Growing Old with Passion — and with ‘Ping Pong’

“Patients with dementia need a lot of light, because darkness provokes fear.” As she speaks, 90-year-old Inge Hermann makes her way through a very well lit hallway in the facility where she lives in North Germany. She’s moved here, she explains, because “I got an illness in my brain and could not think clearly anymore.” She was unable to eat, she was confused: “I would got to the bakery at 11 at night and be angry that it was closed.”

Inge isn’t angry anymore. At the facility, she discovered table tennis, and with that, a new focus for both her mind and body, a new kind of light and a remarkable energy. Now she walks the hallways with purpose, her coat billowing her as the camera in the documentary Ping Pong follows along behind her. “We have hundreds of nerves in our brain that are not used,” she explains, while you watch her fellow facility dwellers scoot about on wheelchairs or ease themselves into a standing position. “If you train at using them, they can do the job of broken parts of the brain.”

Inge is so unbroken now that she’s headed to the Over 80 World Table Tennis Championships in China’s Inner Mongolia. It’s her first time, but she’s surrounded by players who’ve attended many times, including several other subjects in Hugh Hartford and Anson Hartford’s film, edited from 80 to 60 minutes for its premiere as part of PBS’ POV series on 9 September, and available online from 10-14 September. Every part of the tournament is brightly lit, from the city streets to the stadium, built for the 2008 Olympics and now filled with dozens of competition tables.

The film offers glimpses of the opening and closing ceremonies, the flags and choreography that frame the proceedings, as well as the television reporters who crowd the floor, eager to interview the contestants from all over the world. But its own focus is more intimate, following the experiences of Inge, Ursula Bihl, a German soldier’s widow, the UK’s Les D’Arcy and his doubles partner Terry Donlon, also from the UK, as well as 88-year-old Lisa Modlich, referred to by one opponent as “The American from Vienna, the one wit the hair.” Each player is initially identified by home location and age, and ach contributes to the film’s larger project, which is to suggest the various efforts and considerable pleasures of ping pong.

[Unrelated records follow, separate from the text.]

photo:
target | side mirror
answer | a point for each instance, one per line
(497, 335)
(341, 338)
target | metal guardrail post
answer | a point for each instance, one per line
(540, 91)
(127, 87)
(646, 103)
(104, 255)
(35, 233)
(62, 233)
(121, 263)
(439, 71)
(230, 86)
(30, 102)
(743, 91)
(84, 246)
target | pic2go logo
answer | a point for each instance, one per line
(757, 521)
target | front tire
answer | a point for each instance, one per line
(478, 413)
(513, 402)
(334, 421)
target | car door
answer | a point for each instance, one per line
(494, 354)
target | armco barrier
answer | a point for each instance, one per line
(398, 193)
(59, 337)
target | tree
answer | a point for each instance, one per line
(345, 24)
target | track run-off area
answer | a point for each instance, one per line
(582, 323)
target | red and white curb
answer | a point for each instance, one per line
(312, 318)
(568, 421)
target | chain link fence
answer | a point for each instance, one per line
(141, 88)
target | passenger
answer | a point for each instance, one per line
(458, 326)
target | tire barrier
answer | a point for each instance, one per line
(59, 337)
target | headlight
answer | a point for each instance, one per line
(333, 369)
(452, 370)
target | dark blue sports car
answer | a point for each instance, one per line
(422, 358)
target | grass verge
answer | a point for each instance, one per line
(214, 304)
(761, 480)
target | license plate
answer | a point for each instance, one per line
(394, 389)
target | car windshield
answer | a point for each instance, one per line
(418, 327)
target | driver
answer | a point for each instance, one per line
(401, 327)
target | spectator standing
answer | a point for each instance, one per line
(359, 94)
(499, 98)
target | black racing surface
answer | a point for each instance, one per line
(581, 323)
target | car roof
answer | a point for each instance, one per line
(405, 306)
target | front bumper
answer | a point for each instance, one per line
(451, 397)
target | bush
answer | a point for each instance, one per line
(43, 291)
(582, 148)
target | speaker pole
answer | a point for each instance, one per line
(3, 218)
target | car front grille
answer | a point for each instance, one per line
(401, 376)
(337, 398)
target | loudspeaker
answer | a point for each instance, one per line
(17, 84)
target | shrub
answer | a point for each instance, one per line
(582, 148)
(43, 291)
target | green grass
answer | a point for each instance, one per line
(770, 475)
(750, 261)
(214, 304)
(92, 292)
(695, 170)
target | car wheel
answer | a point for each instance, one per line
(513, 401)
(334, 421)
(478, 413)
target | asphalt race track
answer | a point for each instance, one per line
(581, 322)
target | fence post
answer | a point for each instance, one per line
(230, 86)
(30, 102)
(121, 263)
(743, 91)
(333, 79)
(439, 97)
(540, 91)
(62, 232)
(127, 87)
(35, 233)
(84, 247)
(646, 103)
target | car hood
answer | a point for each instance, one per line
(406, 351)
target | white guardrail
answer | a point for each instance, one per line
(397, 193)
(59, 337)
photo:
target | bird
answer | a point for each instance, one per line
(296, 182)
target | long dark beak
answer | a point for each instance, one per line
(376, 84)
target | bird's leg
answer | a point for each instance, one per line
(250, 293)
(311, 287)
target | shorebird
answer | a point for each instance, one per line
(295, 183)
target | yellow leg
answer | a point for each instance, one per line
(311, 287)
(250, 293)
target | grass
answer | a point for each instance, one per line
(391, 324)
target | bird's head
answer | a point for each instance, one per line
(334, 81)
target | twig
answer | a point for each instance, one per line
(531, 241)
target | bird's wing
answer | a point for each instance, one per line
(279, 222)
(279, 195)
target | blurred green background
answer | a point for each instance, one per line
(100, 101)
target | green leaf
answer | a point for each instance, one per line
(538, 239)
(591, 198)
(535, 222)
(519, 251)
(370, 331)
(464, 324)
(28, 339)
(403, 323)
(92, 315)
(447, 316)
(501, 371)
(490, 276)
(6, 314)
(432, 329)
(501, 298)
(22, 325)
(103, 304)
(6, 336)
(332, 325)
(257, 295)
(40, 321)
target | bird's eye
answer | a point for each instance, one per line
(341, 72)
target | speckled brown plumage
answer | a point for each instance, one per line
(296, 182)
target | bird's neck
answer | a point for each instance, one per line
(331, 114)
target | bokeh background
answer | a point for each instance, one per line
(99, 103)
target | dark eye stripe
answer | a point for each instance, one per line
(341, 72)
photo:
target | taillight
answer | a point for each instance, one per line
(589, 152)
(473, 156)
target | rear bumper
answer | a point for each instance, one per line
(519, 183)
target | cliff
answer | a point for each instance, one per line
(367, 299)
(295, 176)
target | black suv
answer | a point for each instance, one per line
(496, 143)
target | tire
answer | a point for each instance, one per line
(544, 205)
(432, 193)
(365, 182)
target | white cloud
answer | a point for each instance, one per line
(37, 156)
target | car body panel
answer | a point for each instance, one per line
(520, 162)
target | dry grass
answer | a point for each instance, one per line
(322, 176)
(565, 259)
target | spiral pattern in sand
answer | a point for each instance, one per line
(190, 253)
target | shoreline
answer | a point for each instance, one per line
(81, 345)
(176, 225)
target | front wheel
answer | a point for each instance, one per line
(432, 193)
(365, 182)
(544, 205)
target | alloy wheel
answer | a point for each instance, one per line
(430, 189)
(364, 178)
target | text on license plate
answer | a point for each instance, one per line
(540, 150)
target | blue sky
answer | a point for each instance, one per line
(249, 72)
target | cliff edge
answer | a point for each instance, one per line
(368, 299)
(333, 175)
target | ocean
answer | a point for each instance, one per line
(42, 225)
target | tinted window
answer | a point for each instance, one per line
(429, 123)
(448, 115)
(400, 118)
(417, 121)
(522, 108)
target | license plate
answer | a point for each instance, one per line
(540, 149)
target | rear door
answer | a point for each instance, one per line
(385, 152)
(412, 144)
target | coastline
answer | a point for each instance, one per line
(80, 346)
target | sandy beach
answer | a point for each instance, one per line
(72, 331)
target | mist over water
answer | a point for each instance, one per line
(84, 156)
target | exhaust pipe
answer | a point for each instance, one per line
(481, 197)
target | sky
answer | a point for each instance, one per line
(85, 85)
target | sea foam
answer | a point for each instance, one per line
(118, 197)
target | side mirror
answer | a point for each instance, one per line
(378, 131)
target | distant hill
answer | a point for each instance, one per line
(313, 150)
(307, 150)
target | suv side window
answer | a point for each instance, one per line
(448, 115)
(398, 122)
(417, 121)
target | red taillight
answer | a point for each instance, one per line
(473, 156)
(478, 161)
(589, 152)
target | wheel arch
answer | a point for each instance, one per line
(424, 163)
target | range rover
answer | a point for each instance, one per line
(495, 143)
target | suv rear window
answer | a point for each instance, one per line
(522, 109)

These players tell their stories in interviews, of course, enhanced by comments by their appreciative family members, in their kitchens and living rooms. The defending world champion, Urulsa is accompanied o n her trip to China by her son Gerhard, an exceeding amiable-seeming fellow with a beard, smiling and urging her on from the sidelines. Introduced as she’s kneading bread in her Stuttgart apartment, she says she doesn’t “prepare” for a world championship, only arrives at the site ready to go. She congratulates Inge at the tournament, for her fine play, though she’s a bit put off by Lisa’s comment concerning her son: “She told Gerhard, ‘Your mother gave you the wrong milk as a child, that’s why our so fat.’ Gerhard was so angry.” Ursula, however, seems mostly unperturbed, like her fellow competitors finding joy in the opportunity to travel and play.

Once a bodybuilder, Les today maintains a routine, lifting weights and showing off his shirtless chest for the Hartfords’ camera. Asked how he prepares for table tennis, he pints to his head: “These are the muscles you use.” His daughter confirms, “He thinks of himself as a bit of a Peter Pan. He doesn’t think of himself as getting old.” Similarly, Les’ partner Terry observes, “I want to keep playing as long as I can, because I don’t want to sit down and I don’t want to die.” Terry’s story opens with a shot of him in a hospital bed, before it cuts back to “six months earlier,” that is, the time of the tournament.” He’s diagnosed with cancer, and while he struggles to breathe and even stand, he continues to play, his proud and devoted wife at his side, pleased when they watch video recordings of his previous matches, when he was relatively young and dark-haired. “You have all the same mannerisms now as you had then,” she smiles, sure that keeping up with the game will benefit his health, and moreover, that they’ll be at another tournament some day soon.

It’s not always clear whether table tennis is a means to longevity or a sign of it. Warm and gently observational, Ping Pong follows its subjects’ leads, by way of consistently lovely camerawork, long tracking shots, wide images that show the thrill of the tournament, and close frames suggesting the intimacy shared by husbands and wives, children and parents, and competitors with one another. Everywhere they go, light surrounds them.